VF is a disorganized, rapid ventricular rhythm that varies in interval and waveform. It may be difficult to distinguish from rapid, polymorphic VT. Sudden death accounts for approximately half of all deaths from cardiovascular disease and is generally caused by VT and VF.^{[1, 2]}

Accelerated idioventricular rhythm is defined as an enhanced ectopic ventricular rhythm with at least three consecutive ventricular beats that is faster than the normal intrinsic ventricular escape rhythm (≤40 beats/min) but slower than VT. However, there is a potential definitional overlap with accelerated idioventricular rhythm and an automatic VT of 100-120 beats/min.

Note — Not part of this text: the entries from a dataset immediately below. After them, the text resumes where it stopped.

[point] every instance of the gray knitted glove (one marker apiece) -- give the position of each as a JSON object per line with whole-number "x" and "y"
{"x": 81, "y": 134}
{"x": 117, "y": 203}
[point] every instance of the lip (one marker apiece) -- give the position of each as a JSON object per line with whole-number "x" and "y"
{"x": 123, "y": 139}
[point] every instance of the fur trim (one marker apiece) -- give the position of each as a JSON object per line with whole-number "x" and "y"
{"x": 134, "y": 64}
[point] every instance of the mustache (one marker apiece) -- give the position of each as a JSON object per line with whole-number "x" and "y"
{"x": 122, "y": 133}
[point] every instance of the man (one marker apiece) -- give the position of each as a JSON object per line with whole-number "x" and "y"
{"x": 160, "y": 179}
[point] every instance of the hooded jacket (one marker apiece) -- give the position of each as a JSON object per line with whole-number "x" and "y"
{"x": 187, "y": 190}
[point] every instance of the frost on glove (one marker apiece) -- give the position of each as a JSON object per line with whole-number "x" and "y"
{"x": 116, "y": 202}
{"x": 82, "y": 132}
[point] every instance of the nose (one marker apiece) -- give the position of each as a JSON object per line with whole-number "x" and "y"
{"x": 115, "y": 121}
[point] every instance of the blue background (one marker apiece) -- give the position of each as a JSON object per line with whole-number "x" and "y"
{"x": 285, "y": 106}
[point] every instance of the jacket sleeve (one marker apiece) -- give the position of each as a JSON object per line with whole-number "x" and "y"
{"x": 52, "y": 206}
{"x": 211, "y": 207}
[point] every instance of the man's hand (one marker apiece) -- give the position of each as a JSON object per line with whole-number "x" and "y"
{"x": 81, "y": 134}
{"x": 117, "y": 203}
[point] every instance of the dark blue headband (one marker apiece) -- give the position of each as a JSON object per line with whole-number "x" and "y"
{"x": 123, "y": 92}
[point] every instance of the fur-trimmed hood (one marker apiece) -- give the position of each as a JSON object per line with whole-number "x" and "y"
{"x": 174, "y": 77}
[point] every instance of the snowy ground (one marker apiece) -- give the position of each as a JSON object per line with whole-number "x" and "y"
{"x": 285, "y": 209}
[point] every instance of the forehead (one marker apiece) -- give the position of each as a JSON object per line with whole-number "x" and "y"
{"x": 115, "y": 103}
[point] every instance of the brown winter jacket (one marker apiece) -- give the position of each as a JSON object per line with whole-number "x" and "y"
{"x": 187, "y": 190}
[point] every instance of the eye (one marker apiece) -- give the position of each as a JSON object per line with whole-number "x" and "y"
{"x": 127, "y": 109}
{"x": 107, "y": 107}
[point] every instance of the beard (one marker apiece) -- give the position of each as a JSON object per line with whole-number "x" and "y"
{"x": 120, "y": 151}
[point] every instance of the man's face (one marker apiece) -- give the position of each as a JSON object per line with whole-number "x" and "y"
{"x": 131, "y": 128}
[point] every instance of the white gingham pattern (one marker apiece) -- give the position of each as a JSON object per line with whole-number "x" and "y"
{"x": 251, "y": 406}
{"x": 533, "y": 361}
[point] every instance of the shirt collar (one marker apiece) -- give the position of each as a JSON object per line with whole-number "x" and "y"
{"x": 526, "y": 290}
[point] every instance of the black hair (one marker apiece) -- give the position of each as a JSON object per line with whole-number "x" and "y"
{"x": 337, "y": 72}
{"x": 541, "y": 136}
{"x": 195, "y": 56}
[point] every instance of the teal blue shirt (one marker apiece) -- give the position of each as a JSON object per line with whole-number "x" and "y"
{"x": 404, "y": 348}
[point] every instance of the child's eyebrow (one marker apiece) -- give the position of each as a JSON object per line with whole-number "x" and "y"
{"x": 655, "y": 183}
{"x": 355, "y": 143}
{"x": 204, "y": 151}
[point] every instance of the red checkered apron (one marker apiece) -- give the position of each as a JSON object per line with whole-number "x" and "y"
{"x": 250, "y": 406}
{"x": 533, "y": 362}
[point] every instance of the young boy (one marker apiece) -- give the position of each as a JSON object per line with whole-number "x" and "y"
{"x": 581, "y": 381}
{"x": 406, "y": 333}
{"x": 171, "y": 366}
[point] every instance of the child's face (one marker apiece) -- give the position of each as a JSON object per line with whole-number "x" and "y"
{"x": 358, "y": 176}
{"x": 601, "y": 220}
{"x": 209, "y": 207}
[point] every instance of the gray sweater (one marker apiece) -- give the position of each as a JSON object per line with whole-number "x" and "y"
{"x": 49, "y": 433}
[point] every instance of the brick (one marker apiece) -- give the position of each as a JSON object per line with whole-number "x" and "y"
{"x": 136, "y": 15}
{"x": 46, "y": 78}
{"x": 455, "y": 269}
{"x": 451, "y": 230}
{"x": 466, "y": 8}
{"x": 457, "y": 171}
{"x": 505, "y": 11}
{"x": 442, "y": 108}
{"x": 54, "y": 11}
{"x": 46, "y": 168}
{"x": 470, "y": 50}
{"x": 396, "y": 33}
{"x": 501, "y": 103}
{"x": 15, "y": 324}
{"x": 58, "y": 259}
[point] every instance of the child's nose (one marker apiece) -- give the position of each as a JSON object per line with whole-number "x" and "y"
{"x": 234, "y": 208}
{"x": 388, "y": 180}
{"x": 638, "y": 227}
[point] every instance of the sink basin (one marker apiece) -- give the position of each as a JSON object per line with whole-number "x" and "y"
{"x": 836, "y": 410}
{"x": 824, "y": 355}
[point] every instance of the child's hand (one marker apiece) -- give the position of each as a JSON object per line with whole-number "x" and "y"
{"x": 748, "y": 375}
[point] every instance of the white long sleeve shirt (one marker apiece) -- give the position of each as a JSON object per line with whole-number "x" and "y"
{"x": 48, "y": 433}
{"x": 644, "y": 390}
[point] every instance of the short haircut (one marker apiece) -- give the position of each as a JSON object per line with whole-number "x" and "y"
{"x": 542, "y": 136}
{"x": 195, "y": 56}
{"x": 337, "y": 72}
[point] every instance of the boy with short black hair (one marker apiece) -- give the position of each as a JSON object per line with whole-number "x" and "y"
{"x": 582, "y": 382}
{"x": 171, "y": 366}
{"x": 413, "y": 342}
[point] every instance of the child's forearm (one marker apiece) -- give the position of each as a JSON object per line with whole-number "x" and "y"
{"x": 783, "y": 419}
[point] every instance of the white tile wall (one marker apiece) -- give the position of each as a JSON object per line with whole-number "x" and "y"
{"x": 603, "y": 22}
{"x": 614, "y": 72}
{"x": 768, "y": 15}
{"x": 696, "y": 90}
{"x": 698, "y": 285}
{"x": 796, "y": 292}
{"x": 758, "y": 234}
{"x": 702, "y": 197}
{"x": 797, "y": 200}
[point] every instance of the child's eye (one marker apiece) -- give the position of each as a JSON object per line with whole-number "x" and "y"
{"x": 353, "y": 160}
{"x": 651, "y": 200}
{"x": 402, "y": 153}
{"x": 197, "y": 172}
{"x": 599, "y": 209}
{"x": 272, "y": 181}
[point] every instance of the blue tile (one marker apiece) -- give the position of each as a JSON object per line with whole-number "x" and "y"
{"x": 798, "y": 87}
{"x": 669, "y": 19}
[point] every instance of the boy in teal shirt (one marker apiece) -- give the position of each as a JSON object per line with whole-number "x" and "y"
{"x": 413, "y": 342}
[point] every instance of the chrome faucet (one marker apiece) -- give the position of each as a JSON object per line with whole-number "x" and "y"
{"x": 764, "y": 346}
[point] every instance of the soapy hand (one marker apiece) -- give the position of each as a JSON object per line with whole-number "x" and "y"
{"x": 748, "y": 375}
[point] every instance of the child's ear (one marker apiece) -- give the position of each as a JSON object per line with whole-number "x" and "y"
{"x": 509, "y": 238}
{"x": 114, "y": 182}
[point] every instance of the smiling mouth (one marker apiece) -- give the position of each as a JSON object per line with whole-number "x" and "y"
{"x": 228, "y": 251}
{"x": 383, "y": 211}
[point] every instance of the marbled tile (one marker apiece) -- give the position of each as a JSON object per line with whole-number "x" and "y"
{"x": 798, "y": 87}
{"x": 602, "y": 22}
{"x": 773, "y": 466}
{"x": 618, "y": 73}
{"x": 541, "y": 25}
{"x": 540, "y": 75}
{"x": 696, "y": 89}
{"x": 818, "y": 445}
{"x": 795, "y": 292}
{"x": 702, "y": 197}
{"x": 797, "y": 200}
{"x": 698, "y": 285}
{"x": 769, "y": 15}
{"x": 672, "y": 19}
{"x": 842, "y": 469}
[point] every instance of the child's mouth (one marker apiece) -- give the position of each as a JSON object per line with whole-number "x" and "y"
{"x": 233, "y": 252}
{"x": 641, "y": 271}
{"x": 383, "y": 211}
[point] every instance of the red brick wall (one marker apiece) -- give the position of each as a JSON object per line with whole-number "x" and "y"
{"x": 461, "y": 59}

Pacemaker-generated tachycardia

Permanent pacemakers occasionally generate rapid rhythms. The most common cause is tracking of atrial tachyarrhythmias, such as atrial flutter or atrial fibrillation (AF). The pacemaker typically paces around the programmed maximum tracking limit, which is often set at 120-140 beats/min in older patients (see the image below). If a pacemaker programmer is not available, a magnet placed over the pacer generator deactivates atrial sensing temporarily and allows for the diagnosis of the atrial arrhythmia.

Ventricular pacing at 120 beats/min. Newer pacemakers use bipolar pacing. If a smaller pacing stimulus artifact is overlooked, an erroneous diagnosis of ventricular tachycardia may result. Because leads are most commonly placed in the right ventricular apex, paced beats will have a left bundle-branch block morphology with inferior axis. Causes of rapid pacing include (1) tracking of atrial tachycardia in DDD mode, (2) rapid pacing due to the rate response being activated, and (3) endless loop tachycardia. Application of a magnet to the pacemaker will disable sensing and allow further diagnosis. Sometimes “pacing spike detection” must be programmed “ON” in the electrocardiographic system to make the spike apparent.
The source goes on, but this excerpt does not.